Tesla stock fell 7.5% Thursday even after the company reported a record 480,126 vehicle deliveries in the second quarter, up 25% from a year ago and well ahead of expectations. Despite the strong results, Tesla still trailed China’s BYD, which reclaimed the global EV sales lead after delivering 557,090 fully electric vehicles during the quarter.


Wall Street is turning the page on this 30-year trade

semi weight

Every bull market has a defining trade. This one just happened to last three decades.

Since the mid-1990s, owning semiconductor stocks has been one of Wall Street’s simplest ways to outperform. The companies changed, from Intel to Nvidia, but the playbook never really did.

That era could be coming to an end.

The trade got too popular

Wall Street’s 30-year consensus trade may finally be losing its grip, according to Wellington Altus strategist James E. Thorne.

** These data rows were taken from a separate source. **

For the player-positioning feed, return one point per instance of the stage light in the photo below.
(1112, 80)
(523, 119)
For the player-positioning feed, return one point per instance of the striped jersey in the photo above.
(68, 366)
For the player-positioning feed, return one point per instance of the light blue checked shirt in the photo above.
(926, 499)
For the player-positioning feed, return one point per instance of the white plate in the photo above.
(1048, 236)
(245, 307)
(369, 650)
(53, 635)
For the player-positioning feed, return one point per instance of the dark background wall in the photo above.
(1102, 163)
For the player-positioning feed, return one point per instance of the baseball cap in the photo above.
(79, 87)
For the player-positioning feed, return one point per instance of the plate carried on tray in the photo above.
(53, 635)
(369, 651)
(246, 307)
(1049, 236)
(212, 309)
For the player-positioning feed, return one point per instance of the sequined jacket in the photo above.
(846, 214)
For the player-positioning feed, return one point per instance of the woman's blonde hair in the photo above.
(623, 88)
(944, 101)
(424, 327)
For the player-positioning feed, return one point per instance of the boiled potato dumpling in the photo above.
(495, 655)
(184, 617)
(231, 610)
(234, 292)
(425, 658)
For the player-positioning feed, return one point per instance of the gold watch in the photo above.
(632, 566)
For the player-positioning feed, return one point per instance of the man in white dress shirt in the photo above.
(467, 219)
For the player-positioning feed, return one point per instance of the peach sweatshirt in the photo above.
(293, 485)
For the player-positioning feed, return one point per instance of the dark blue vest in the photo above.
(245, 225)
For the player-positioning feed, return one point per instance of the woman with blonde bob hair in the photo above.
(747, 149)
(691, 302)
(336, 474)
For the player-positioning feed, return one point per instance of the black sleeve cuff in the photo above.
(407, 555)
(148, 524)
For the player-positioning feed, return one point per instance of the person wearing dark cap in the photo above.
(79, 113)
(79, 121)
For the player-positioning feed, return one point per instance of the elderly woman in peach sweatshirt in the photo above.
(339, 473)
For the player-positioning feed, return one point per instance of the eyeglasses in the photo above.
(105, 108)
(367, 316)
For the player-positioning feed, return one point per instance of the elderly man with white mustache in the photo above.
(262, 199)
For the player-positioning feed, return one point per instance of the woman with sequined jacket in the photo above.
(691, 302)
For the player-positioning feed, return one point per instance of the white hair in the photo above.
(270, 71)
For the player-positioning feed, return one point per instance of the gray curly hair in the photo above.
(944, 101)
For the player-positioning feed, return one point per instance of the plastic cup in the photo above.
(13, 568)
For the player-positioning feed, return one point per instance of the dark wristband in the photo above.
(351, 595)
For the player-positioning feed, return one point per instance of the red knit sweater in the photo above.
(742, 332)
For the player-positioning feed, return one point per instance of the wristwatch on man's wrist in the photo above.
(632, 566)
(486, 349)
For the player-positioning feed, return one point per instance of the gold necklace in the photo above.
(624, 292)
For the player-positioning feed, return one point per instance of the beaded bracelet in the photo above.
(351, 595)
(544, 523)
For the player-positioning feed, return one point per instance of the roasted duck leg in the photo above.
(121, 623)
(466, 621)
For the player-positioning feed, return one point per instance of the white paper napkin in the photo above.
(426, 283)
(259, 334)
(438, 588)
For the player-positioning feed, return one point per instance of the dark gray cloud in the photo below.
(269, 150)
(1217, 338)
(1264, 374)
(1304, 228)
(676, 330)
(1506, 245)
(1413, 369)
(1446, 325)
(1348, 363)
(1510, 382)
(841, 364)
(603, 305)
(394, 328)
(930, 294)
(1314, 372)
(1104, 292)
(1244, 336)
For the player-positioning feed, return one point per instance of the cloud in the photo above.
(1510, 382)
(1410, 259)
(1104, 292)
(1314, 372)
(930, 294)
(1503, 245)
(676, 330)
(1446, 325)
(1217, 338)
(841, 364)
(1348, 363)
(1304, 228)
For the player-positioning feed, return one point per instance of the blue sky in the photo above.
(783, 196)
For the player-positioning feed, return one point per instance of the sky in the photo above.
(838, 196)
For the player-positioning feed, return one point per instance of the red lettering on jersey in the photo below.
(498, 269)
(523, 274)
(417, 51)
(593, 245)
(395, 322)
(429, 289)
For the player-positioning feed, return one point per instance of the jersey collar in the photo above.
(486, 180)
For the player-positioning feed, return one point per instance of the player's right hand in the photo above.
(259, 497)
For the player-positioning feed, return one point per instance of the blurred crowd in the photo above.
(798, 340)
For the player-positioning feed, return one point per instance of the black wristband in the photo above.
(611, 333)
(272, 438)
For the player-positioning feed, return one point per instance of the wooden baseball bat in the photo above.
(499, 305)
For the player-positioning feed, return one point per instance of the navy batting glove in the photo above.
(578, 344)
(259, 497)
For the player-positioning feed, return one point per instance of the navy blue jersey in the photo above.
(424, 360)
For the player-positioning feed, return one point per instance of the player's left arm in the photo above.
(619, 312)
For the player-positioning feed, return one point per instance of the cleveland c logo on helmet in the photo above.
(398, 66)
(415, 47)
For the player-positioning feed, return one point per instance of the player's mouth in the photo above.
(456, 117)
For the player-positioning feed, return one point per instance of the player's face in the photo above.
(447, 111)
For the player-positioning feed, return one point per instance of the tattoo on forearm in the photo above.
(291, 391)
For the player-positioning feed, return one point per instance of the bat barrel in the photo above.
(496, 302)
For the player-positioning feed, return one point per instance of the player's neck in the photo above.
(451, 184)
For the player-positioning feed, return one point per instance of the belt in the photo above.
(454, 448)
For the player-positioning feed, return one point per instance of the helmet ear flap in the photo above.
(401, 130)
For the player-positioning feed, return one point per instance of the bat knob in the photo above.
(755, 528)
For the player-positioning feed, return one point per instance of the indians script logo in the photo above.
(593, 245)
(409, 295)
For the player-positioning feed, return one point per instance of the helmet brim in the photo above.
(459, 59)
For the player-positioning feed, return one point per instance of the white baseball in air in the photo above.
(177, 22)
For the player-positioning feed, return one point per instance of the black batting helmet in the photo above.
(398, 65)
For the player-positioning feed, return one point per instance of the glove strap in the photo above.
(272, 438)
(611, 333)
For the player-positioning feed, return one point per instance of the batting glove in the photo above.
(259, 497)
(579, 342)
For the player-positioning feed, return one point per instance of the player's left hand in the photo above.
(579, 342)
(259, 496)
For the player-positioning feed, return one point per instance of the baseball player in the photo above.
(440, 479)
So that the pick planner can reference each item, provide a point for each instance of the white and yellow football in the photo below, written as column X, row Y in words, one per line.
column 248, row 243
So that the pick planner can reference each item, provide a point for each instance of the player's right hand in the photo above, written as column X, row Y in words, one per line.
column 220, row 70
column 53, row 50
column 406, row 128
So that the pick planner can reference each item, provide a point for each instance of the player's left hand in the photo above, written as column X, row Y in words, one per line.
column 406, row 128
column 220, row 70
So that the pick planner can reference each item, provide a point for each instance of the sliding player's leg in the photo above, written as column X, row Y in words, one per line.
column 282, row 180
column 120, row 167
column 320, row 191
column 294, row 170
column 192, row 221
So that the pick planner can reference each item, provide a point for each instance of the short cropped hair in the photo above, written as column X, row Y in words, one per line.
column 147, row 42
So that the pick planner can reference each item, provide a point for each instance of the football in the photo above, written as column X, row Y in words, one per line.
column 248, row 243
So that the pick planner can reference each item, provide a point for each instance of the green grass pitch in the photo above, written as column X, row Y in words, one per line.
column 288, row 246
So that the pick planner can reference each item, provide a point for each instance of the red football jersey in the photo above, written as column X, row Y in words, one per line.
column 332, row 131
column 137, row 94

Semiconductor companies now account for nearly 20% of the S&P 500, their highest weighting ever. That underscores just how much of the market depends on one crowded AI-linked trade.

The irony is that the trade may have peaked only after the rally spread to the rest of corporate America.

The rotation has started

While the S&P 500 has gained roughly 9% this year, the Russell 2000 has climbed about 21%.

The equal-weight S&P 500, which gives every company the same weight rather than letting mega-caps dominate returns, has also outperformed the traditional index.

Meanwhile, first-quarter earnings grew 28.2% year over year, with gains becoming increasingly widespread across banks, manufacturers, industrial companies, and other sectors that spent the past two years in semiconductors’ shadow.

📌 Bottom line: Semiconductors helped build this bull market, but they are less likely to carry the next leg by themselves.


Will gold repeat its post-dot-com 500% rally?

gold nasdaq compare

The hardest investment decisions rarely feel difficult at the time.

In the late 1990s, selling gold to buy technology stocks looked obvious. Today, with gold down more than 26% from its January peak and the S&P 500 hovering near record highs, swapping the yellow metal for AI stocks feels just as rational.

That’s exactly how the last great technology boom felt before it ended.

FOMO has a long shelf life

Market analyst Lukas Ekwueme says the current market setup looks eerily familiar to the one that preceded the 2000 dot-com crash.

The Philadelphia Semiconductor Index has surged roughly 78% this year and 127% over the past 12 months as investors continue piling into AI.

Between 1996 and 2000, the S&P 500 climbed about 230%, while gold fell roughly 30%. To many investors, gold looked like dead money while technology seemed unstoppable.

Then the script flipped.

From 2000 through 2011, the S&P 500 delivered virtually no return, giving rise to the “lost decade.” At the same time, gold surged about 500%.

The mistake was not necessarily buying technology stocks, but assuming the market’s hottest trade would stay the hottest indefinitely.

The difference this time

Today’s market isn’t the dot-com bubble, but it shares two defining features: record valuations and enormous spending on a transformative technology.

U.S. tech stocks are trading at their richest valuations since the late 1990s, while trillions of dollars are being committed to AI infrastructure in what’s becoming one of the largest capital spending cycles in history.

While gold has been trending lower lately, analysts at UBS don’t expect that weakness to last.

In a recent report, they predicted gold prices could surge 30% over the next year as inflation concerns, a weaker dollar, and continued central bank buying support prices.

📌 Bottom line: Investors who abandoned gold for technology in 2000 spent the next decade watching the opposite trade win. History suggests the most overlooked asset in one cycle often becomes one of the biggest surprises in the next.